Bravery is misrepresented I think. Fear is king. And it should be king. They need each other, one means nothing if the other doesn’t exist.
Without fear, no adrenalin rush fires up your fight or flight reflexes. This visceral mechanism, so deeply embedded in us we have little control over it, isn’t just genetic debris from a time when man lived in the wild, its key to how we survive the trip from the office and back home everyday.
Fear, though, isn’t just about those external threats we are primed to see and react to. Over thousands of years, homo sapiens has figured out a good system for dealing with those. We don’t pause for a few seconds wondering whether to take on the lion charging towards us or settle in a foetal position paralysed in fear because a toddler is walking towards us in a dirty diaper. We have a system for these things.
It’s the others that are problematic.
The demon on the inside that keeps us awake at night.
Fear that you might get fired today.
Fear that you might look stupid to your peers if you step up to the podium.
Fear that you are a crap parent.
Fear that you really did it this time and she will walk out of your life forever.

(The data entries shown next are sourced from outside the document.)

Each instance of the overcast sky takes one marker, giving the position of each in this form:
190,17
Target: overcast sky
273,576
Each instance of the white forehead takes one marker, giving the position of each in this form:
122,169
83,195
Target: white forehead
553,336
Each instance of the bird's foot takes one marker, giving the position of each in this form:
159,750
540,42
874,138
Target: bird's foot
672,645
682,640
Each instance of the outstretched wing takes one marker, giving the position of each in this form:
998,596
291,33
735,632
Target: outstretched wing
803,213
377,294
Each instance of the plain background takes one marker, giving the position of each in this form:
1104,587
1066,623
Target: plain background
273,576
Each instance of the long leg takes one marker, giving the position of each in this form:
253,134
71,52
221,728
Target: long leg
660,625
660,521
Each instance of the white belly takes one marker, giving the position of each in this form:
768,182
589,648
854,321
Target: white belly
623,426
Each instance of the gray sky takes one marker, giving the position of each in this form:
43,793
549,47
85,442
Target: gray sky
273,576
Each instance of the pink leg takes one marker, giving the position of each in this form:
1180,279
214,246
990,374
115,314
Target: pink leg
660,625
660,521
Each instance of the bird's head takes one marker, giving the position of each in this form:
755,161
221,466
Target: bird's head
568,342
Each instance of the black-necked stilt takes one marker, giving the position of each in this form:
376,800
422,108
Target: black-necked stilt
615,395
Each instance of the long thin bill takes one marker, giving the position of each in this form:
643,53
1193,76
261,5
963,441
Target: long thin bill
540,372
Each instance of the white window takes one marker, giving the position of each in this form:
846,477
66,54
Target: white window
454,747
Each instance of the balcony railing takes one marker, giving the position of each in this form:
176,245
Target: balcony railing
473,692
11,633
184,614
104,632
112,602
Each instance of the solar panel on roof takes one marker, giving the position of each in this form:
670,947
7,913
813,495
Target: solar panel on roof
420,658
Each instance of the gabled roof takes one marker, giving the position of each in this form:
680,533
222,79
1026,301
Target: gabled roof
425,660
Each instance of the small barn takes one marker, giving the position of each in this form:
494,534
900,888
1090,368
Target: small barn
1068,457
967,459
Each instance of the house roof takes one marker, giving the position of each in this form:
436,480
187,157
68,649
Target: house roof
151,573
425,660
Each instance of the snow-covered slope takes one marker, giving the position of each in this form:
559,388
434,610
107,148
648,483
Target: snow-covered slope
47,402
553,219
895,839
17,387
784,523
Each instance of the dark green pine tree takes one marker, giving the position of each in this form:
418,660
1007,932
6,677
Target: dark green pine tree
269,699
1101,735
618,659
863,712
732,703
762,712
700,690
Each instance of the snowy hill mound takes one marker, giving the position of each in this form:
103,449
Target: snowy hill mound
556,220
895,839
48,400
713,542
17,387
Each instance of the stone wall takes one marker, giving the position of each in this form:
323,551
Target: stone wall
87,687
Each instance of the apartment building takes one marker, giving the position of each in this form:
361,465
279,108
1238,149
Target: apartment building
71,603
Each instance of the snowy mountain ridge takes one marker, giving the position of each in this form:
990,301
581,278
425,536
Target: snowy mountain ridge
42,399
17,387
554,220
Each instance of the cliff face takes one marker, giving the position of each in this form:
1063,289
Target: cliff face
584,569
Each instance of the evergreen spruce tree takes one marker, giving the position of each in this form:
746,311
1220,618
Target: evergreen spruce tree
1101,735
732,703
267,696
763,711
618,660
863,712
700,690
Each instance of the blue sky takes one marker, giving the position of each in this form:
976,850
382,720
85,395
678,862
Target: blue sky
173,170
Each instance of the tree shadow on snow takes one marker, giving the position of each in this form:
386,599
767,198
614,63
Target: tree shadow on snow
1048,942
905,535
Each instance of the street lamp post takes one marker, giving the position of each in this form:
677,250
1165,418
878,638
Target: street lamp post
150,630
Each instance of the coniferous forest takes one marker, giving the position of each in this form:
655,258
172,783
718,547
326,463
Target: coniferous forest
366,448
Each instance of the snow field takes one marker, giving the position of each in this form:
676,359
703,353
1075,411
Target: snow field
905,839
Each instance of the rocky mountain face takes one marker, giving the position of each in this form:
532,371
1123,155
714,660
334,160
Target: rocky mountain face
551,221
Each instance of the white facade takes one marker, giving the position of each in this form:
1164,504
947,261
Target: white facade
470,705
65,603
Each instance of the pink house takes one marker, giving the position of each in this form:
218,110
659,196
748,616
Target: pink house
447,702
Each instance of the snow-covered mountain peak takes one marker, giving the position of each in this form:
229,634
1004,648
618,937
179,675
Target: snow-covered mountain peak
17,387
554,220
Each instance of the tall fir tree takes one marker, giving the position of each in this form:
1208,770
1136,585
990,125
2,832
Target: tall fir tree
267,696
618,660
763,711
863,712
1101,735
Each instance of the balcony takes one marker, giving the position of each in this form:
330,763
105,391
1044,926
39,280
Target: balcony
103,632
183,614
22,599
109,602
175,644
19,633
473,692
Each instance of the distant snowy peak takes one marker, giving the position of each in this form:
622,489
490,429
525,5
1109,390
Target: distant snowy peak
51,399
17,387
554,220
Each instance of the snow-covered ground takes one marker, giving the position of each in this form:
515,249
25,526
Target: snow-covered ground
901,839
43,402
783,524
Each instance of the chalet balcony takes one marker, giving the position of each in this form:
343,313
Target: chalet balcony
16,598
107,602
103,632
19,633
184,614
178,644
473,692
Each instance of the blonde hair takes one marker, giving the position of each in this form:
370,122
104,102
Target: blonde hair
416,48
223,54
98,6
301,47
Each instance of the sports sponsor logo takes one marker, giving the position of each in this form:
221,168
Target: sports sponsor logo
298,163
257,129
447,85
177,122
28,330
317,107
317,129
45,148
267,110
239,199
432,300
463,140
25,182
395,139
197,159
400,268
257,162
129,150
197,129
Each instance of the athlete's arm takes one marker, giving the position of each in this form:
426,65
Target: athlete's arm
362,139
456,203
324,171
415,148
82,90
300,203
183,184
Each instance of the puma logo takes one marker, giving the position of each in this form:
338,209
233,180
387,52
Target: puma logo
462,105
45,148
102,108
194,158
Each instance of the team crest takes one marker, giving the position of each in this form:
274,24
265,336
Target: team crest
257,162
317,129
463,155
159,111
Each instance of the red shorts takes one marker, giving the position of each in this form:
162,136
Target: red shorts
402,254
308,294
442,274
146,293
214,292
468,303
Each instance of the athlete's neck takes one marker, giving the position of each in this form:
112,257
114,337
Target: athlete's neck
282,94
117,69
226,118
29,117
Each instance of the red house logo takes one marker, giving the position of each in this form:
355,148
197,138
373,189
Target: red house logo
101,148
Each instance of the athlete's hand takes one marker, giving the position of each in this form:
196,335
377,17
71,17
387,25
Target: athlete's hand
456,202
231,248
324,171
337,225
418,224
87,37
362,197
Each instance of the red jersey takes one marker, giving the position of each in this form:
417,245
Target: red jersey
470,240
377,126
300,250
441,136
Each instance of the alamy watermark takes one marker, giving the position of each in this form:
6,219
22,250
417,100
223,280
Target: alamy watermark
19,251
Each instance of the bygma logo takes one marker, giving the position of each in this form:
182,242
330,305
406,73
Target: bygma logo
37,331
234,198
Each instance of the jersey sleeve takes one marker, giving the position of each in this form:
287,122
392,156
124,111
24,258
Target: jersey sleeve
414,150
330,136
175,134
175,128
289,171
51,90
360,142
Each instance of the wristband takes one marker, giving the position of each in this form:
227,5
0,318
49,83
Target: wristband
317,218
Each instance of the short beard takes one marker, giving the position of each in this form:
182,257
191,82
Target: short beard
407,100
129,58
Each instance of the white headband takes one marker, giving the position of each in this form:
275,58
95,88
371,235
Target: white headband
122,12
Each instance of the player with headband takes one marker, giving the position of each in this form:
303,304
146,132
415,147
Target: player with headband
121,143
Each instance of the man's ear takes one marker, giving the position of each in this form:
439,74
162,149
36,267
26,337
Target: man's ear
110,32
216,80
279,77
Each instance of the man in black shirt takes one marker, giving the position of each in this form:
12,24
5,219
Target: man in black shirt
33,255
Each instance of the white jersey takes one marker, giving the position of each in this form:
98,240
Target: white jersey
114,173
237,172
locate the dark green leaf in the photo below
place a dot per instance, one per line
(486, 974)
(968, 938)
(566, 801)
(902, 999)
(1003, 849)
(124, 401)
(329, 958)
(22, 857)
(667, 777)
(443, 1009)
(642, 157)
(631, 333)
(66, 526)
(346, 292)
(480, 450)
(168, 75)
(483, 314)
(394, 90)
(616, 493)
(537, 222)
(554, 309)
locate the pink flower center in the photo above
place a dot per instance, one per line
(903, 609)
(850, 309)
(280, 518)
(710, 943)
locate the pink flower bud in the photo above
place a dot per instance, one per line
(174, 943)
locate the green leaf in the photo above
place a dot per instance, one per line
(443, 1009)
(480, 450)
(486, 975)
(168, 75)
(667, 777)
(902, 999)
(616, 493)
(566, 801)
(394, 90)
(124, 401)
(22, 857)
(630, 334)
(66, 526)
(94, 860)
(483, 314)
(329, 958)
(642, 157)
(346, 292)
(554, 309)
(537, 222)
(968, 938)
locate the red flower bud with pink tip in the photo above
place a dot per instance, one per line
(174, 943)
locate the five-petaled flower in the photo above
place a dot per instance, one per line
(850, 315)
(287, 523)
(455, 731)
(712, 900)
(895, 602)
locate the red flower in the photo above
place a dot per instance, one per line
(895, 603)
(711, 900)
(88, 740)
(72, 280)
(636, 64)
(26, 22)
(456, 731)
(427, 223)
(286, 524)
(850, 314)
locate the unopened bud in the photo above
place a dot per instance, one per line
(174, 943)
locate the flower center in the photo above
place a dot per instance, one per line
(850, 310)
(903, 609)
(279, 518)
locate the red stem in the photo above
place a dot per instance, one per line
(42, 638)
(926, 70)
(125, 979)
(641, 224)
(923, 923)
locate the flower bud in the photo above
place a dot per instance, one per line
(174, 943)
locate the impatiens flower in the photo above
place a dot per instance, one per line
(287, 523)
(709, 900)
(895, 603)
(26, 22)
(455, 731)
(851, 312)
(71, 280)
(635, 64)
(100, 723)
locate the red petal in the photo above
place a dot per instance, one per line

Fear that you are wasting your time and all your work means nothing.
Fear that you will be forgotten.
Fear that you are a disappointment to your spouse and there’s no way to redeem yourself.
Fear that you’re not qualified to pitch for the project.
Fear that you won’t make the rent.
Fear that if you are left alone with him in a locked room you will flush your marriage down the proverbial tubes.
Fear that you will die before your time.
Fear that the voice that made your friend commit suicide also lives in your head.
Fear that you might be pregnant.
Fear that this lump may be “the big one” after all.
In a world where all the self-help and religious advise you get is “don’t fear” or “no fear”, you’re afraid you’re a no-good loser because you feel the fear coursing through your veins terrifying you to bits.
Bravery isn’t about not feeling the fear, it’s about defiance. When I hear people say “have no fear”, I choose to hear “don’t be afraid”. Because the latter means “I feel the fear, but I won’t let it stop me”.
“Don’t be afraid” is about refusing to allow the beads of sweat tracing a path down your spine and your temple, the loud thumping of your heart deafening in your ears, the clammy hands shaking in place…from being precursors to paralysis or resignation.
It’s about walking up to that podium, taking the mic and saying your piece.
It’s about walking into the hospital and asking them to carry out the test.
It’s about looking her in the eye and asking her to forgive you.
It’s about signing up to a parenting class to get better at this parenting thing.
It’s about defying the voice in your head and doing what you do best whether people remember, or forget.
It’s about getting up, every morning, and going out the door refusing to be paralyzed by fear into inaction.
It’s about facing your boss, taking your medicine, and being determined to survive whatever may come.
Bravery is about defiance and calling fate’s bluff. Today. And tomorrow.
I have embraced my fear. But I choose not to be afraid.
But if it doesn’t work out well for me today, and I’m too scared to move one foot in front of the other, there’s still tomorrow to not be afraid.